Eaglet Dialog - LoRA & Draft Switching

See Genie Dialog JSON configuration string for details on the fields and what they mean. An example model_config can be found at ${QNN_SDK_ROOT}/examples/Genie/configs/llama3-3b/llama3-3b-eaglet-htp.json. Note that the tokenizer path and context binary fields will need to be updated based on your actual preparation steps.

Note

Use LLaMA-3-3b notebook’s for generating AR-N models.

To run using eaglet with LoRA switching and draft engine switching on QNN HTP backend, open a command shell on android and run the following. This assumes that the HTP architecture has been set (e.g., ARCH=79).
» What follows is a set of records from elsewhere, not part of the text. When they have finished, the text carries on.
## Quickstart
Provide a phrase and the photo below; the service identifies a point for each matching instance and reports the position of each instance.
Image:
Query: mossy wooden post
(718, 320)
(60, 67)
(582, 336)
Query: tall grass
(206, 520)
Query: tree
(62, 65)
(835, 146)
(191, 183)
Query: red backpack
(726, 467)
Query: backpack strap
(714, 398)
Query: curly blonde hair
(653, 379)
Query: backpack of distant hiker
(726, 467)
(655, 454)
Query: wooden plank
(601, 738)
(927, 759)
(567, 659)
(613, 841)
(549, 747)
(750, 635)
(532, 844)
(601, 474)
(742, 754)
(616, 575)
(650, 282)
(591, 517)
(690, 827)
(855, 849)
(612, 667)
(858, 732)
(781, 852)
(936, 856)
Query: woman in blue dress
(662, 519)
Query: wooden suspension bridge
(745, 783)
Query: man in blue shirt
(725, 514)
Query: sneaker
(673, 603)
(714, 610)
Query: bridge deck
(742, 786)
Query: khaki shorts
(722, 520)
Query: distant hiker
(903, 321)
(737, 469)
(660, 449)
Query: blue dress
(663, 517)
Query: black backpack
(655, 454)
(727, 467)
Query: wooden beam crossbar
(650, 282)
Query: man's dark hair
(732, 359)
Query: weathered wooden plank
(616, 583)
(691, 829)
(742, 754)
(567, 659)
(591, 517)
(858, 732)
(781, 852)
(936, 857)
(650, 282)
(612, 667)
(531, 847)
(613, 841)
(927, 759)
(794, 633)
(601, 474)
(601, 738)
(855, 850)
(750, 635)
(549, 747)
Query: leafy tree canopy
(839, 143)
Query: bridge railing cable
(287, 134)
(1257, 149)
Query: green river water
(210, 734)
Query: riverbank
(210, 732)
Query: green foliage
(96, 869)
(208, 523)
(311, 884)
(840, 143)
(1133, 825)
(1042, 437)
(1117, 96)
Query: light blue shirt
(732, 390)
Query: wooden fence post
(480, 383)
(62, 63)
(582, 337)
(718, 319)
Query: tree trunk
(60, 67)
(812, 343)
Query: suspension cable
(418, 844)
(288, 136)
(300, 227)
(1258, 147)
Please use the steps mentioned above for libraries, binaries, tokenizer and backend_ext_config.

adb shell mkdir -p /data/local/tmp/
adb push <path to llama3-3b-htp.json> /data/local/tmp/
adb push <path to standalone-engine.json> /data/local/tmp/
adb push <path to lora bin files> /data/local/tmp/

# open adb shell
adb shell
export LD_LIBRARY_PATH=/data/local/tmp/
export PATH=$LD_LIBRARY_PATH:$PATH

cd $LD_LIBRARY_PATH
./genie-t2t-run -c <path to llama3-3b-htp.json>
                -p "How to make an apple pie?"
                --engine_role target
                -l elementary,alpha0,0.5,alpha1,0.2
                --allow_engine_switch draft,<path to standalone_engine.json>

Eaglet Dialog - LoRA Switching

To run using eaglet only with LoRA switching on QNN HTP backend, open a command shell on android and run the following. This assumes that the HTP architecture has been set (e.g., ARCH=79). Please use the steps mentioned above for libraries, binaries, tokenizer and backend_ext_config.

adb shell mkdir -p /data/local/tmp/
adb push <path to llama3-3b-htp.json> /data/local/tmp/
adb push <path to lora bin files> /data/local/tmp/

# open adb shell
adb shell
export LD_LIBRARY_PATH=/data/local/tmp/
export PATH=$LD_LIBRARY_PATH:$PATH

cd $LD_LIBRARY_PATH
./genie-t2t-run -c <path to llama3-3b-htp.json>
                -p "How to make an apple pie?"
                --engine_role target
                -l elementary,alpha0,0.5,alpha1,0.2